Лессер прочел вслух запись из своей записной книжки: «День за днем я все более и более убеждаюсь, что великолепное слово уступает лишь великолепному деянию в этом мире».
— Кто это сказал?
— Джон Китс, поэт.
— Правильный малый.
— А вот кое-что из Колриджа. «Истинное наслаждение доставляет только то, что не может быть выражено иначе».
— Перепиши это для меня, приятель.
*
Одним бесплодным утром, подавленный, лишившийся уверенности в себе как в писателе, что с ним изредка бывало, Лессер около полудня стоял в Музее современного искусства перед портретом женщины, написанным его знакомым, безвременно скончавшимся художником.

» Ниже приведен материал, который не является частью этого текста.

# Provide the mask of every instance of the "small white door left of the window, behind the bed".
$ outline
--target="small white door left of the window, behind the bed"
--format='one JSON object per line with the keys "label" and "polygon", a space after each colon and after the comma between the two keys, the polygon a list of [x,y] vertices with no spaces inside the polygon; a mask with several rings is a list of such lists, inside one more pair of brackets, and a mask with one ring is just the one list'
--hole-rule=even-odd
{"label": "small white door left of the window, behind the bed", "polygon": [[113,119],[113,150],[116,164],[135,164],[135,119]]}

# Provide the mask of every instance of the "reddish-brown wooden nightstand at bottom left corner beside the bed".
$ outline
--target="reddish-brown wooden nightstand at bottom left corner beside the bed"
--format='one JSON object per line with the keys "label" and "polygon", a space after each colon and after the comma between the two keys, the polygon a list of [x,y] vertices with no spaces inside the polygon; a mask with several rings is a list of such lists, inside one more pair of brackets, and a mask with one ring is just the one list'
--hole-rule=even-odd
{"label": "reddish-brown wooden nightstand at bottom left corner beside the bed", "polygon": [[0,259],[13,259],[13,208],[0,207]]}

Хотя Лессер просидел за столом несколько часов, в тот день он впервые за год с лишним не мог написать ни фразы. Казалось, будто книга, над которой он работал, просит его сказать больше, чем он знает; он не мог удовлетворить ее безжалостные требования. Слова были тяжелы, словно камни. Если пишешь книгу на протяжении десяти лет, слова со временем стареют; они становятся тяжелыми, словно камни, — это тяжесть ожидания конца, становления книги. Хотя он рвался вперед, любая мысль, любое решение казались ему неприемлемыми. Лессер физически ощущал депрессию, словно больная ворона уселась ему на голову. Когда он не мог писать, он разуверялся в себе; он начинал сомневаться в своем таланте: действительно ли это талант, а не греза, которую он нагрезил сам себе, чтобы заставлять себя писать? И когда он разуверялся в себе, он не мог писать. Сидя за столом в ярком утреннем свете, пробегая глазами вчерашние страницы, он испытывал желание все бросить — до того ему не нравились язык, сюжет, план книги, ее замысел. Ему до смерти надоела эта бесконечная, незавершенная, противная книга, дисциплина труда, сама ограниченная жизнь писателя, всецело посвященная творчеству. Она вовсе не обязательно должна быть такой, но такой она была для Лессера. Что я с собой сделал? Я потерял способность чувствовать что-либо, кроме языка, у меня отняли жизнь. Он вынудил себя вычеркнуть это утро из работы и пошел прогуляться по февральскому солнцу. Гуляя, он старался выкинуть из головы назойливые мысли. Он назвал свое недомогание «депрессией» и на том успокоился; и хотя в последнее время он избегал думать о чем-либо, связанном с писательством, он не мог забыть, что больше всего на свете хочет написать превосходную книгу.